Draco não respondeu, parecia ter se perdido em pensamentos e deixou que ela limpasse o corte sem mais reclamações. Estava levantando para pegar agulha e linha, quando ele voltou a falar.

- Seu braço... Está melhor?

- Está – respondeu, colocando a agulha na água quente para lavá-la. – Agora fique parado, ou então vai levar agulhada.

Apesar do sangramento, o corte não havia sido grande e cicatrizaria logo. Ajudaria se Draco não tivesse se recusado a ir à tenda médica. Com cuidado, e mesmo assim com algumas reclamações dele, fechou o ferimento.

Só quando a tarefa tinha terminado que percebeu que estava a centímetros dele... E o fato que não estava vestindo uma camisa aumentou consideravelmente os batimentos de seu coração.

Limpando a garganta tentou não parecer afetada pela proximidade.

- Pronto. Posso dizer que mesmo sem muita experiência fiz um bom trabalho.

- Você gosta dele?

- Quê? – retrucou confusa.

- Nada... Esqueça.

- Agora vai ter explicar a pergunta.

- Quando a luta acabou você correu até ele... Achando que tinha morrido.


Draco quase caiu, perdendo o equilíbrio, quando Ginevra deixou seu lado e correu em direção a Potter, ainda debaixo do corpo de Servolo. Estava tão cansado que mal conseguia se mexer, mas se manteve de pé e arriscou alguns passos para ficar mais perto dela.

Enquanto isso Ginevra empurrou com força o saxão e o retirou de cima do rei.

- Harry! – chamou, sem sucesso. – Harry... Fale comigo, por favor!

Colocou as mãos no rosto pálido dele para tentar acordá-lo, mas não adiantou. Com os olhos lacrimejando, observou freneticamente o ferimento da espada de Servolo, analisando a situação.

- Por Camelot... Isso é... Mau. Não pára de sangrar!

- Deve ser por isso que está doendo tanto – riu fracamente Potter, tossindo, abrindo os olhos e se sentando.

- Harry!

Para desgosto de Draco, ela abraçou Potter e soltou uma risada de alivio, ainda com os olhos molhados. Queria fazer algo para afastá-los, mas era incapaz de pensar no quê.

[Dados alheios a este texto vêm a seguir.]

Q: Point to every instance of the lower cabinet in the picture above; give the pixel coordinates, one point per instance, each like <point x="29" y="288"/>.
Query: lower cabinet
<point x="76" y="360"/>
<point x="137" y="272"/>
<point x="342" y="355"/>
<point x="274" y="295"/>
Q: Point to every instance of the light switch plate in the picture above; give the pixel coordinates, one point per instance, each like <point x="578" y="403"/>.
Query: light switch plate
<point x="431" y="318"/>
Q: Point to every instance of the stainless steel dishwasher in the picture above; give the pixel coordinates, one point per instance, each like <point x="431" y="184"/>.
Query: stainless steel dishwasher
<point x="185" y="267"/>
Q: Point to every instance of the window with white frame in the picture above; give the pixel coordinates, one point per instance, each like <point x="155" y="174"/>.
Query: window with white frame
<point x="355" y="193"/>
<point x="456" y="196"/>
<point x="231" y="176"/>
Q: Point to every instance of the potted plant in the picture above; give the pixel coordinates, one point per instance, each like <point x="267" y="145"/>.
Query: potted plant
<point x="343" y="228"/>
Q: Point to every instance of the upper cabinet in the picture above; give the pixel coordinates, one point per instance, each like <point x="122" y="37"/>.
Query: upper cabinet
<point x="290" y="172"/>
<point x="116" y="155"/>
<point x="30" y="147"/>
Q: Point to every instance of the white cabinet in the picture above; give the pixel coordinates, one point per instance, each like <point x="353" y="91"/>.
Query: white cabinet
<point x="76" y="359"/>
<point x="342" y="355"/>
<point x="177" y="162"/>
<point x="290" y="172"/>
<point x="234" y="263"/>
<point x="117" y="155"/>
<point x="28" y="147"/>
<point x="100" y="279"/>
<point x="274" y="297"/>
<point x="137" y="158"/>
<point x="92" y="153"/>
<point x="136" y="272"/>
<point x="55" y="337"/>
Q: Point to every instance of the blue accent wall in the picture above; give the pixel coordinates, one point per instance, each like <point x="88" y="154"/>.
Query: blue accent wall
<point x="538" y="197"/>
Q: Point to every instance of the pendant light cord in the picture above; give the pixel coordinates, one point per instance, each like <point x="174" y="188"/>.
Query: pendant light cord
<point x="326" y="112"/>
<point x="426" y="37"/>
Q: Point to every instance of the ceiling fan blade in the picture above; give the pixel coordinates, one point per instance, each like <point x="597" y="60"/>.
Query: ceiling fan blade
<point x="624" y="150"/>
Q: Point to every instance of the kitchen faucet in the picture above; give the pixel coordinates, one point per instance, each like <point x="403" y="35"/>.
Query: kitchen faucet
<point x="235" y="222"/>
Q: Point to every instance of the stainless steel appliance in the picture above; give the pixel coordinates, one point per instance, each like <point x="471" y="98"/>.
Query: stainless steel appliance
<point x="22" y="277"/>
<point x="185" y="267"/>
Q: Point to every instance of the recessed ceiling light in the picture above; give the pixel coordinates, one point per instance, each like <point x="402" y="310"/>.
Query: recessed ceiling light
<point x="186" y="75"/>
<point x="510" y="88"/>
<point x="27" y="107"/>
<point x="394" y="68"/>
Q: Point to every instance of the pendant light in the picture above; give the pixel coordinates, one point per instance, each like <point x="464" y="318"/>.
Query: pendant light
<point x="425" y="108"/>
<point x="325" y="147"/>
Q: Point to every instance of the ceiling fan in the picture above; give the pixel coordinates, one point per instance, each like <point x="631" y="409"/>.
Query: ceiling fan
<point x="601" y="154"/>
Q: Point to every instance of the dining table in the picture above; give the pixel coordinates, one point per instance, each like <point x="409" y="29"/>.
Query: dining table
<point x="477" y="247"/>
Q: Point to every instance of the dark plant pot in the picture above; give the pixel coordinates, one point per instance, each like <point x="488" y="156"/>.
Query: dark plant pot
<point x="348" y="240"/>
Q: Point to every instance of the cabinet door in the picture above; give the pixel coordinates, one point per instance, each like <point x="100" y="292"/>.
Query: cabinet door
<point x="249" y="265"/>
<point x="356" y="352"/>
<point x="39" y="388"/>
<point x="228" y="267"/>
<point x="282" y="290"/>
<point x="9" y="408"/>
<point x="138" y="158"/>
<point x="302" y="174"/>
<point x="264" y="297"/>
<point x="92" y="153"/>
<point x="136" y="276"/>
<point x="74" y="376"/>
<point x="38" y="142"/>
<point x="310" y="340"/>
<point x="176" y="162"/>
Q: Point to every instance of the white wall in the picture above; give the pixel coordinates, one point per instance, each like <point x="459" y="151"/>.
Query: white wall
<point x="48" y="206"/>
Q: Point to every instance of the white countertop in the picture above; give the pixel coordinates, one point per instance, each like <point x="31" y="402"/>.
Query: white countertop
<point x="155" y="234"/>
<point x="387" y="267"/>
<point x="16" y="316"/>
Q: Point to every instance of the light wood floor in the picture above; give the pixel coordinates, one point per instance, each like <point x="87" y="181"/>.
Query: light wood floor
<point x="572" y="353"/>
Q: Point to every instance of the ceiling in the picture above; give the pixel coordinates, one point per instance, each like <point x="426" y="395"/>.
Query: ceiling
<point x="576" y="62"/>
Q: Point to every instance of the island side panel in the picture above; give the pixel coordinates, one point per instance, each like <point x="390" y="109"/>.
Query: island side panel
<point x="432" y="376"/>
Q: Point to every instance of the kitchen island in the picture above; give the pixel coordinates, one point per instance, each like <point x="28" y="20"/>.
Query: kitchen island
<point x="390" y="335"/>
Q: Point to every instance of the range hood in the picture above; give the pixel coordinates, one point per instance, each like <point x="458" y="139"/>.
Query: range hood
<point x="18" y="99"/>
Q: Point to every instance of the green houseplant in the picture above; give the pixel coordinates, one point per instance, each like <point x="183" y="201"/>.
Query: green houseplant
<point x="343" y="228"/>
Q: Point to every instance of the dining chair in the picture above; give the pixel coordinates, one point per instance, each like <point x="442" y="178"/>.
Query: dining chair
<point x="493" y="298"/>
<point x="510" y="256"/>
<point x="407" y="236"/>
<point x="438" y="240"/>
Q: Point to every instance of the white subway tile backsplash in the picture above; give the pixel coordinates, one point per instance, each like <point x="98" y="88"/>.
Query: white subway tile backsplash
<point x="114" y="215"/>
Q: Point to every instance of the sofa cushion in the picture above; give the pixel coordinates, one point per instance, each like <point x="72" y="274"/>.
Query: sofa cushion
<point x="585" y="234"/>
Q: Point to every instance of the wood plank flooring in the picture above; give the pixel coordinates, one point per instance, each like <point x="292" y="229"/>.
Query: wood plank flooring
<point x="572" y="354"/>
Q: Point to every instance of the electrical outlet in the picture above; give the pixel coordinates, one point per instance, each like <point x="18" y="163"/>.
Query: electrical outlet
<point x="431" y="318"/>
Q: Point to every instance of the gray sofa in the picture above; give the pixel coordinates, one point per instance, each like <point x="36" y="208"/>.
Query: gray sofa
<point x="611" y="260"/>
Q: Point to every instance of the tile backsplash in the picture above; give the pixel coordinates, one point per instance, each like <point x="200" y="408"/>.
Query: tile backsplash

- Cuidado, Gina – riu. – Ainda estou sangrando sem parar, lembra?

- Desculpe!

Tossindo um pouco de sangue, Potter tirou de seu cinto um pequeno frasco, abriu e tomou a poção que havia dentro. Quase imediatamente o sangramento parou e ao perceber isso Ginevra desatou a chorar mais ainda, porém sorria radiante para Potter. Como Draco gostaria que o sorriso fosse para ele...

Potter colocou a mão suja no rosto dela.

- Por que está chorando?

- São lágrimas de felicidade, Harry... Vencemos. Acabou. E estamos bem.

Quando os dois se abraçaram outra vez, não restou nada a Draco a não ser se afastar lentamente e deixá-los sozinhos, amargura o tomando por completo. Talvez fosse o cansaço, mas sentia-se derrotado, com seu pai morto e Ginevra claramente apaixonada por outro... Não tinha ânimo para nada. Podia cair ali mesmo naquele campo cheio de corpos sem vida que não fazia diferença.

Estava para justamente fazer isso quando Potter o segurou. Se tivesse força o bastante teria se soltado com raiva e recusado a ajuda, mas naquele estado o máximo que conseguiu foi resmungar.


- Você está falando de Harry? – perguntou assombrada.

- Ele – confirmou Draco, sério.

- Eu... – começou, tentando buscar palavras para explicar. – Eu o admiro. Admito que o coloquei em um pedestal... Sempre o vi como um herói intocável, perfeito. Mas agora não. Vi seu lado humano e sim, gosto muito dele.

A expressão triste de Draco foi surpreendente... Era a primeira vez que o via tão exposto.

- Mas não o amo, se é isso que quer dizer – terminou.

Foi incrivelmente fofo vê-lo tentar esconder a felicidade e parecer desinteressado. Não conseguiu convencer ninguém.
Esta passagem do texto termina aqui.